Just after midnight on January 1, 2000, my husband ran into our music room, grabbed a 30-inch brass gong and its mallet, and held them high as he opened the back door, then raised his arm for a massive hit. BANG! The gong’s rich, metallic vibes joined a cacophony of car horns, shouting, and rattling pots and pans as our neighborhood celebrated the new Millennium.
Sounds mark moments in time. Alarm clocks, church bells, sports whistles, military bugles, courtroom gavels, and the chirps and beeps of “notifications”— all announce “NOW!” A baby’s first cry heralds its arrival as a new, independent life. Physicists describe the beginning of time itself as The Big Bang. When something comes out of nothing, it makes noise.
Sound waves have an intimate relationship with time. Our brains recognize speed as pitch, and localize sounds by comparing their arrival times to each ear.
Vocal scientists and artists alike pay great attention to the moment when our sounds begin. In the latest Journal of Singing, Temple University music professor Lawrence Indik delineates twelve subtle variations in how this (formally termed) vocal onset can be coordinated; there are probably more.
Whether breathy or belted, vowel or consonant: all voice techniques involve precise positioning of the vocal fold edges just-in-time to meet a stream of rising airflow, combined with some internal need or intent. In that moment, invisible breath and semi-conscious muscle actions merge with the personal desire to communicate; the inside of the human body turns itself a vibrating instrument of sound.
Just as the cosmological Big Bang represents Creation, this human sound constantly recreates the miracle of our being, our individual “incarnation” as both animal and spiritual creatures.
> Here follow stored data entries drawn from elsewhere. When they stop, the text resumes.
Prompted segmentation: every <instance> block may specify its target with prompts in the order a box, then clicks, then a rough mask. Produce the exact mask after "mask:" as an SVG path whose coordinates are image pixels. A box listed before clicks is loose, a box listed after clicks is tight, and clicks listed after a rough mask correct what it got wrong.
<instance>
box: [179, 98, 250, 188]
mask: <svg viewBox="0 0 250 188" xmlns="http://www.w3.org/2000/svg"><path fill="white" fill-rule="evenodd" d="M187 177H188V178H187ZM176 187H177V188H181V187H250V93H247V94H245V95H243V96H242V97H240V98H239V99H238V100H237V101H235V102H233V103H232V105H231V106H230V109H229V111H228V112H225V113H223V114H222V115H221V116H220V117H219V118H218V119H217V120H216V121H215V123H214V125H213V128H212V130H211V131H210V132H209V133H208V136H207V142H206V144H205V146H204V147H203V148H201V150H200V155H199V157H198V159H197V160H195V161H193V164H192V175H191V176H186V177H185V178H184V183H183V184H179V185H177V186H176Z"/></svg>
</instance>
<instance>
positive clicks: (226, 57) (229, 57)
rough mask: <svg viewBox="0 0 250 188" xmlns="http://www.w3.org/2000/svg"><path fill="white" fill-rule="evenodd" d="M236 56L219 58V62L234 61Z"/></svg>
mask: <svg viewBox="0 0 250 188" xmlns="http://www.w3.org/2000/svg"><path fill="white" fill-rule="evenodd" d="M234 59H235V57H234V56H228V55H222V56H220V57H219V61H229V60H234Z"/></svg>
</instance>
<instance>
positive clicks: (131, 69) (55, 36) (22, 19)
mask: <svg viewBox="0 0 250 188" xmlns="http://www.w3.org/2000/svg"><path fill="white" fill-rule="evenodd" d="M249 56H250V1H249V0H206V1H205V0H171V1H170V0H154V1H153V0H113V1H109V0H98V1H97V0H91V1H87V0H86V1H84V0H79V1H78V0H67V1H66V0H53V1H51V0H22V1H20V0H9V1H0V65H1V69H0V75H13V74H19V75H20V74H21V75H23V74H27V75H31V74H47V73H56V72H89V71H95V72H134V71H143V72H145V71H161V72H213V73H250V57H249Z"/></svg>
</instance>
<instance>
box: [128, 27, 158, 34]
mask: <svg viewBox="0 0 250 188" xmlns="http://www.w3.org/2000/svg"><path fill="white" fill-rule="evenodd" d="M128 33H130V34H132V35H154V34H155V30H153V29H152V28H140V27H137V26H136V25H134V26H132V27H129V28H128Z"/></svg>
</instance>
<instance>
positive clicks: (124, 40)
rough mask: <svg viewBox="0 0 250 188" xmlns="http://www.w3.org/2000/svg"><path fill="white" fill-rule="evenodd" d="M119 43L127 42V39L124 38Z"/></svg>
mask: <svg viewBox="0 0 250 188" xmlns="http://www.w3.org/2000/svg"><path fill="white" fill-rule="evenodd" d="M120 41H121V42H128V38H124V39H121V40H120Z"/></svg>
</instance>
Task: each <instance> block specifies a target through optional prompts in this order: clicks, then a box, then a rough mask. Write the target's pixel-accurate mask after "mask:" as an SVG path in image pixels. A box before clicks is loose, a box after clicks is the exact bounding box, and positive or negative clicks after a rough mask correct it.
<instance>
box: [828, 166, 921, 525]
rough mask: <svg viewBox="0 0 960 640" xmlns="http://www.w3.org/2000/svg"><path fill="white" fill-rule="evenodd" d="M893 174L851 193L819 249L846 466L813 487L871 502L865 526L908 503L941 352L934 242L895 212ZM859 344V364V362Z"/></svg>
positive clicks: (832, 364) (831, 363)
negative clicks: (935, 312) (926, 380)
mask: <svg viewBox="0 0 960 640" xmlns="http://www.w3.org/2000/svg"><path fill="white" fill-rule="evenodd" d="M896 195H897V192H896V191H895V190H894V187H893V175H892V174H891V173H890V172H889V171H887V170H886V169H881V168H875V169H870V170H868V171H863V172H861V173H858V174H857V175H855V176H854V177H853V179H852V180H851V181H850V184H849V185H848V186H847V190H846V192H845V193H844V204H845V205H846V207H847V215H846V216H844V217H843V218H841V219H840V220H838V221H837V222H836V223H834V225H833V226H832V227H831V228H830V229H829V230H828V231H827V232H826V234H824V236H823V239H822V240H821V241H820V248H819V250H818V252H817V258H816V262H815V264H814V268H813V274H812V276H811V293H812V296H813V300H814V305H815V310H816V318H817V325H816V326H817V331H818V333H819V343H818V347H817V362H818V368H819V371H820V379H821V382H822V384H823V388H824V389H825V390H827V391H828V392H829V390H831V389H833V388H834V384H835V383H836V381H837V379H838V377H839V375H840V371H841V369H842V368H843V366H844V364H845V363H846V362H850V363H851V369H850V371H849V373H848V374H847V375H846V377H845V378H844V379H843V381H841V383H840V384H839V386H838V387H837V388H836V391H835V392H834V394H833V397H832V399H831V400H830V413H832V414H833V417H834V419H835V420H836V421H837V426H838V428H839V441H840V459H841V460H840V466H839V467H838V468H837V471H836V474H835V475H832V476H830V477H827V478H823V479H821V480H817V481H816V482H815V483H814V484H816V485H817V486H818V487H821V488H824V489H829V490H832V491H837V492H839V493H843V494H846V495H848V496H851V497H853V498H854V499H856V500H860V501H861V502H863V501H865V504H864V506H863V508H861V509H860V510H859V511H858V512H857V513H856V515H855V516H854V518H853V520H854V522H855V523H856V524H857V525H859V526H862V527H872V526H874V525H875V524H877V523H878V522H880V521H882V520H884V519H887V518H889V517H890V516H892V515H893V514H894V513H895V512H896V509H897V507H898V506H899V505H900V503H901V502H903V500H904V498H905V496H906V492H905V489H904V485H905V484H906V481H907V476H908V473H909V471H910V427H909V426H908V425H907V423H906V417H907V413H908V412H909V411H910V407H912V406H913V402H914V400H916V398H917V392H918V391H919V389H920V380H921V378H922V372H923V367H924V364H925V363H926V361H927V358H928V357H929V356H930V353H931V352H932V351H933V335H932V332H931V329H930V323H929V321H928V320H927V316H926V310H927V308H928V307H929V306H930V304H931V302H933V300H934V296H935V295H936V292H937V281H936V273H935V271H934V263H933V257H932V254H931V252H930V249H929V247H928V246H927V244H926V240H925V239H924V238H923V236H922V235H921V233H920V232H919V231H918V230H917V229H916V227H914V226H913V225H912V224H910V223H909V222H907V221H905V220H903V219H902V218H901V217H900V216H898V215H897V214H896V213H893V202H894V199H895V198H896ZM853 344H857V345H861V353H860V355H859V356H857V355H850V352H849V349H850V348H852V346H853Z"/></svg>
Non-corporeal feelings and ideas fuse with our physical, breath-pumping flesh to create an undeniable, audible vibration that ripples outward through time. Thought is action! Potential is manifest! Mind, body, and soul are united, and that union is happening now, and now, and NOW.
It’s no wonder that words and names are often treated as magical, powerful, holy. Poet Longfellow wrote, “The soul of man is audible, not visible.” Only the deeper reality beyond our universe—what yoga philosophy calls undifferentiated or sleeping consciousness, and what physicists describe as having infinite dimensions and possibilities—this mystery alone remains silent, without vibration, unnamed and unheard.
My life path working with the voice began at an unforgettable moment in time, more than 50 years ago. At an audition for a children’s play, the director said a few simple words, and something changed inside my being. A bigger voice came out of me, and I didn’t know how it happened. The world became new. (We were outdoors, and I still remember the color of the sky.)
That socks-knocked-off moment of discovery led me to study voice seriously as both a musician and an actor, then to create songs and recreate them for audiences and recordings, and finally to help other people create sound easily and effectively. I’m still learning, from every possible direction, about how the instrument works. The years that I’ve recently spent in formal, medical environments have not diminished my sense of wonder at the powerful, intimate, simultaneously-private-and-public act of creating vocal sound.
So it’s January: a new year, a new NOW. Hit that gong of mindfulness! Make something happen! Make your moment sound, make it magic, and make it matter.